API Webhook Replay vs Resend: Two Patterns That Serve Different Customer Needs
Customers ask for webhook replay and webhook resend as if they were the same feature. They are not. Building both with the same primitive produces confusing semantics. Building them with the right distinct primitives is two days of work that saves months of support tickets.
Every webhook-emitting API eventually gets the same customer request: can you replay the events from yesterday? What the customer actually wants splits into two distinct features that share almost no implementation, and conflating them is one of the most common API design mistakes in this space. We have built and rebuilt this pattern across DocuMint, CronPing, FlagBit, and WebhookVault, and the distinction below is what we wish we had drawn before the first round of customer support requests.
What the two requests actually mean
The first request is replay: I want you to send the events that you previously delivered (or attempted to deliver) to my endpoint, exactly as they were originally sent, so I can re-process them through my system. The use case is almost always that my endpoint was broken or my processing logic had a bug, the original event arrived and was acknowledged or failed, and I want to reprocess from a known starting point.
The second request is resend: I want you to fetch the current state of an entity and send me a synthetic event reflecting that state, so my system can sync with yours. The use case is almost always that I am building a new integration or recovering from a longer outage, the original events are no longer available or are stale, and I want a snapshot of the world right now.

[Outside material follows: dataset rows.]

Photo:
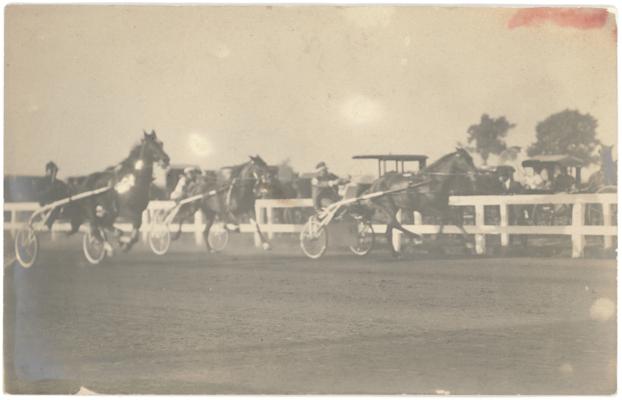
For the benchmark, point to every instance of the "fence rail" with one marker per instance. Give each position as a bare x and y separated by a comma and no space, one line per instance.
577,230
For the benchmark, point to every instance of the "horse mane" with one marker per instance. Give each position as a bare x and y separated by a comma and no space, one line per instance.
434,166
127,164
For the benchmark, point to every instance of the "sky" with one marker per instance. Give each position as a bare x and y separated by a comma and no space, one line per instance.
306,84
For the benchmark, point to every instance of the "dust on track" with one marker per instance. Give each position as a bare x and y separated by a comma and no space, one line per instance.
247,321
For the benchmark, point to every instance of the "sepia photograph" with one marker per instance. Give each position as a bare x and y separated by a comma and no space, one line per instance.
310,199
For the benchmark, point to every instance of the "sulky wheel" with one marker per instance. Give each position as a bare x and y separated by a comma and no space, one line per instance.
313,238
160,238
364,239
218,237
26,247
94,248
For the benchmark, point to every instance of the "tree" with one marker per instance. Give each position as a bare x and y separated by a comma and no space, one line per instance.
567,132
488,137
286,171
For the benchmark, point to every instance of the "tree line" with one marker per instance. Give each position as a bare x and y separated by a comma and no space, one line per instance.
567,132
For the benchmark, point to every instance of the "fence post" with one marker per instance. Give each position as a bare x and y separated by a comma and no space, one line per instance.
578,240
504,222
270,221
480,239
417,218
608,240
198,228
259,216
13,222
146,225
396,237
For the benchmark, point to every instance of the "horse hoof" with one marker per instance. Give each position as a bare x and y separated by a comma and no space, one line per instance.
108,249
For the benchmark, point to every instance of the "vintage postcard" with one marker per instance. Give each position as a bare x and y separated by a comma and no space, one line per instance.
310,200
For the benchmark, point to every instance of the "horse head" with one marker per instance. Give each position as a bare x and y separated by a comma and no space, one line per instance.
152,150
264,179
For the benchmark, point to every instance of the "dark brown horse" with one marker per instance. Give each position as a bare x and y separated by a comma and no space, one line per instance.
233,198
130,181
451,174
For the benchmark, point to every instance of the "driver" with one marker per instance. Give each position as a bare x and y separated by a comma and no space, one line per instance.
324,186
52,190
185,183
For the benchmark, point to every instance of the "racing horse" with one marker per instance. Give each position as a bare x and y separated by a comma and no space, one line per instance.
231,199
452,173
128,197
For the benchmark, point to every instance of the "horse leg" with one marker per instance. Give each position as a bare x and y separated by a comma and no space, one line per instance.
209,221
75,218
134,236
264,242
389,236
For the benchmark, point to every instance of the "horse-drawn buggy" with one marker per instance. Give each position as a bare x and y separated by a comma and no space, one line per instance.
393,190
98,199
222,197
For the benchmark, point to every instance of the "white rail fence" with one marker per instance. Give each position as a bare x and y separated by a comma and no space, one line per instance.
16,215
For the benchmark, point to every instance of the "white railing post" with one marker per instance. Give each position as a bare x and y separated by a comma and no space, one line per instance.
417,218
504,222
13,222
146,225
198,228
259,216
578,240
480,239
270,221
607,240
396,237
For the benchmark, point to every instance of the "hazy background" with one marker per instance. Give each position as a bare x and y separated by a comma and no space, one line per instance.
305,83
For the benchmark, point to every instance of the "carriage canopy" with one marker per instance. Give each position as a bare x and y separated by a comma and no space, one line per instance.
398,159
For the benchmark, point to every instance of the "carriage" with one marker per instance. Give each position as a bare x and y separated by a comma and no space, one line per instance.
314,235
27,242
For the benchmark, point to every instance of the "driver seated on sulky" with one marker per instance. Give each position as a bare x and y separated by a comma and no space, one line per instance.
185,183
324,186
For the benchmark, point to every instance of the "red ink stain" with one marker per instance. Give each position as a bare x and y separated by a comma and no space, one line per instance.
580,18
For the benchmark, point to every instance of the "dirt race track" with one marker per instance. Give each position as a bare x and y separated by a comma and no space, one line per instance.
255,322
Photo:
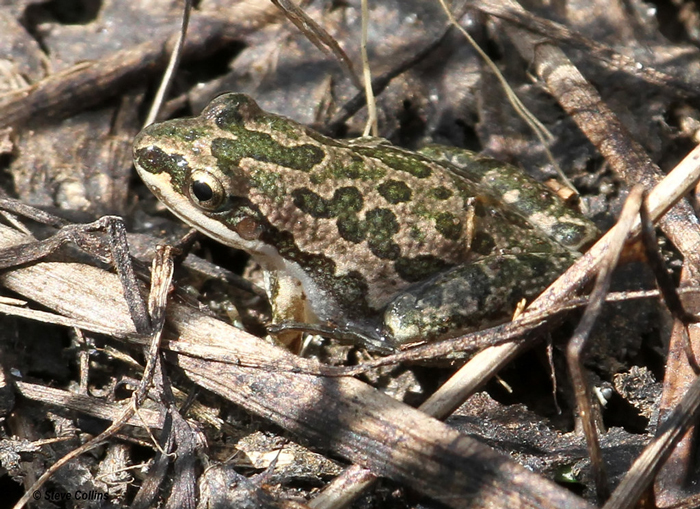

These look similar from the API surface but require fundamentally different infrastructure. Replay requires that you stored the original event payloads. Resend requires that you can construct an event payload from current entity state. A customer who asks for replay and gets resend will get a payload that does not match their event log; a customer who asks for resend and gets replay will get stale data that does not reflect changes that happened during the outage.
The replay implementation
Replay is built on the event store. The events table needs to retain the full original payload, the original delivery attempts, and enough metadata to recompose the delivery exactly: the original event ID, the original timestamp, the original signature, the headers that were sent. The replay endpoint accepts a list of event IDs (or a query like all events between T1 and T2) and triggers fresh delivery attempts using the original payloads.
The minimum schema is the standard webhook events table plus a delivery attempts table:
CREATE TABLE webhook_events (
id BIGSERIAL PRIMARY KEY,
account_id BIGINT NOT NULL,
event_id TEXT NOT NULL,
event_type TEXT NOT NULL,
payload JSONB NOT NULL,
created_at TIMESTAMPTZ NOT NULL DEFAULT now()
);
CREATE TABLE webhook_deliveries (
id BIGSERIAL PRIMARY KEY,
webhook_event_id BIGINT NOT NULL REFERENCES webhook_events(id),
subscription_id BIGINT NOT NULL,
attempt INT NOT NULL,
status_code INT,
response_body TEXT,
attempted_at TIMESTAMPTZ NOT NULL DEFAULT now(),
is_replay BOOLEAN NOT NULL DEFAULT FALSE
);The is_replay flag is important: customers' systems that depend on event ordering or idempotency need to be able to distinguish a replayed delivery from a fresh one. The standard practice is also to include a header like X-Webhook-Replay: true on replayed deliveries so the receiver can branch on it.
Replay is naturally idempotent on the consumer side because the event ID is unchanged. A consumer that keys side effects on event ID will see the replay as a duplicate of the original and skip it. This is exactly the right behavior for the canonical use case of my consumer was broken and I want to reprocess: the consumer's deduplication is exactly what protects against double-application.
The resend implementation
Resend is built on the current state of entities. The resend endpoint accepts an entity ID (or a query like all entities of type X) and constructs synthetic events from the current state. The event payloads are fresh: a new event ID, the current timestamp, the current entity state.
This is structurally a different feature: the event store is not consulted, the original delivery records are not relevant, and the payload is generated by the same code that generates fresh events for state changes. The minimum API surface is a single endpoint per entity type:
POST /api/v1/webhooks/resend
{
"entity_type": "invoice",
"entity_ids": [123, 456, 789],
"subscription_id": 42
}Returns a job ID; the resend happens asynchronously and the synthetic events appear at the customer's endpoint with a X-Webhook-Resend: true header and an event type like invoice.snapshot that is distinct from the entity's normal lifecycle events.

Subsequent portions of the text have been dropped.